As a corporate user, you are supplying bags "expense-side"
for employees or customers to use.
You recognise that the true overall cost of any
expendable is your main concern. You are looking for products
that give their money's worth.
Sure, you can buy really
cheap ballpoint pens that fail 50% of the
time,
either
spilling
ink
and making a mess, or simply giving up after brief use so
you don't get your money's worth.
And sure, you can buy bags that
split,
or that won't open.
But you don't want those.
For your employees, you want products that let
them work efficiently. You need that for your bottom line.
For your clients, you want your supplied products
to be reliable so your staff can do what it's there for, rather
than picking up the mess left by poor products that fail your
clients.
There is no situation in which any corporation
desires an inferior product at the same price.

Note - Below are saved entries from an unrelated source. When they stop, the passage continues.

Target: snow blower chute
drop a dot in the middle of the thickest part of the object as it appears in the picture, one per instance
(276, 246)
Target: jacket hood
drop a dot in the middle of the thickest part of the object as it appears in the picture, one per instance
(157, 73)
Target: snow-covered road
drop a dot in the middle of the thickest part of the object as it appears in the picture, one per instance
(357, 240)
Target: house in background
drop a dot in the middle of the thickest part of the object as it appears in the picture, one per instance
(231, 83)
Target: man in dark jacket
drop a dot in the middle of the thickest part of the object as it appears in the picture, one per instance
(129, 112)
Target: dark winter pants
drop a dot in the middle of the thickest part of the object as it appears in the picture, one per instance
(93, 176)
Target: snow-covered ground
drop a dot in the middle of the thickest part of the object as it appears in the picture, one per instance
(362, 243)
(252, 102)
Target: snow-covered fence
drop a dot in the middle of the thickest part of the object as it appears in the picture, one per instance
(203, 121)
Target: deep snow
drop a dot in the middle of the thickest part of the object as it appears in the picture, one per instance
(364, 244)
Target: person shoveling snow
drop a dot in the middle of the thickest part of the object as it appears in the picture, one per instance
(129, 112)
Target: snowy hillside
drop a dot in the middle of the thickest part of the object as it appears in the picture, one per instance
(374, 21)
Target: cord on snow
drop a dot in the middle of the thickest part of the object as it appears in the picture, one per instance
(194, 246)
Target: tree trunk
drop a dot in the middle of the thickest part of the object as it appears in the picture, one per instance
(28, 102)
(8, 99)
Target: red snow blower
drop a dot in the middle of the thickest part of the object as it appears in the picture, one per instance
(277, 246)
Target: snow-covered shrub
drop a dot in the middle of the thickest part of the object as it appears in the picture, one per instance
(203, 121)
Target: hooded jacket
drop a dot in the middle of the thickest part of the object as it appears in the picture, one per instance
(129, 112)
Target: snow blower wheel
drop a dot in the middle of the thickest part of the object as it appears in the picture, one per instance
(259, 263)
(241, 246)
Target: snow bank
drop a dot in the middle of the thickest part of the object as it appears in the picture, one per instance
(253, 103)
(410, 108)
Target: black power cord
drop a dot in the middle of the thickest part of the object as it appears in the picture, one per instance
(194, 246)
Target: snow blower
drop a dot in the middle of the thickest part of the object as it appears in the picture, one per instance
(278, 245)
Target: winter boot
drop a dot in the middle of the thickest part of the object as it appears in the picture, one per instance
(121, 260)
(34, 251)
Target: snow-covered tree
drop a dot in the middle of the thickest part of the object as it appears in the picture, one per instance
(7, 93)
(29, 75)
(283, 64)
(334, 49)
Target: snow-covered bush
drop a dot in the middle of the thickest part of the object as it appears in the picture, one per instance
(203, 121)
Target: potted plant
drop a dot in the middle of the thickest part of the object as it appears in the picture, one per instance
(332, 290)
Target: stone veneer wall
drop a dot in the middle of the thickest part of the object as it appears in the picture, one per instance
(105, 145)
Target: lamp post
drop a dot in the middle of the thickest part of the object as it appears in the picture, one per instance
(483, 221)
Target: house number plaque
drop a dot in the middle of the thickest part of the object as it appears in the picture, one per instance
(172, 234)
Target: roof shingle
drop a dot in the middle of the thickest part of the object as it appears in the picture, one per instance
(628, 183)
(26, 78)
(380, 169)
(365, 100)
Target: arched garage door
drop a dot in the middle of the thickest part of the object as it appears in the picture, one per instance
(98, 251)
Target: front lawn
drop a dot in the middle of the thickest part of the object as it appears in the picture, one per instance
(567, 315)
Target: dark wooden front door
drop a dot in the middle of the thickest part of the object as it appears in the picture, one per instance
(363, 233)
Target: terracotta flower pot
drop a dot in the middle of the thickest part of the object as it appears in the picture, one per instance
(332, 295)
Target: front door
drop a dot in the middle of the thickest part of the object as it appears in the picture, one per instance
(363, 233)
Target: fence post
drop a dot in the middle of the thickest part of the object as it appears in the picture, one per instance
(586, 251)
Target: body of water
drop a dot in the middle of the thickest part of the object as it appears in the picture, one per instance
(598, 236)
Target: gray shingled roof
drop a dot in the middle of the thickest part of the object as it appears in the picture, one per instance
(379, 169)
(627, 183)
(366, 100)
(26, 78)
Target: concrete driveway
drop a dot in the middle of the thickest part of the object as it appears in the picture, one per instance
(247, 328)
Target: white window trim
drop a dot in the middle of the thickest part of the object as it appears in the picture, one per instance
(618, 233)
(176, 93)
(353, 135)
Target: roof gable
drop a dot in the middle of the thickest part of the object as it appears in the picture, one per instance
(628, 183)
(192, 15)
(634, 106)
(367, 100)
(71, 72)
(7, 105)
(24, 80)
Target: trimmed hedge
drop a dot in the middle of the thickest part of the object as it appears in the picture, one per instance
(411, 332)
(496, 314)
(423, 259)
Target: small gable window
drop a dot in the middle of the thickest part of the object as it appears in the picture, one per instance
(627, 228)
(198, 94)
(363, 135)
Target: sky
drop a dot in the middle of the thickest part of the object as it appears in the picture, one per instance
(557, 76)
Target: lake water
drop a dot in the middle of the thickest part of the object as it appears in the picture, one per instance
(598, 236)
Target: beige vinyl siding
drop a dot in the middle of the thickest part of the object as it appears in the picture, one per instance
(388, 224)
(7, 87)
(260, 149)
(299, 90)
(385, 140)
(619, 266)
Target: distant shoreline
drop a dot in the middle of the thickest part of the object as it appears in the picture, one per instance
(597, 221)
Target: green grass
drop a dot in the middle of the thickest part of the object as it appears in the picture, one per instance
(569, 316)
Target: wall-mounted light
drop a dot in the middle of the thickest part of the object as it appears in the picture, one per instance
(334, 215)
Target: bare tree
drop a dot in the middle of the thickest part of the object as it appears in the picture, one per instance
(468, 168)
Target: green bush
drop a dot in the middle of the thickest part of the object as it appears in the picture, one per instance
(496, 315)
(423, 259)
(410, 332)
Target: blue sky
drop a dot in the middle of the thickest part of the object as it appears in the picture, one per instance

Tendering is an art form, no doubt, but specifications
are there to ensure that the product will do its intended work
properly. Reliability of all phases of use of a product is
the core of tender specification.
Specification is always in
the context of the state-of-the-art.
One cannot specify a
1-tonne truck that will run on 2 Litres of fuel per 100 Km,
because
it doesn't exist.
Likewise, before, you could not specify
easy opening in a bag, because it didn't exist. But now it
does,
so you
can specify it. In fact, it belongs in the specification.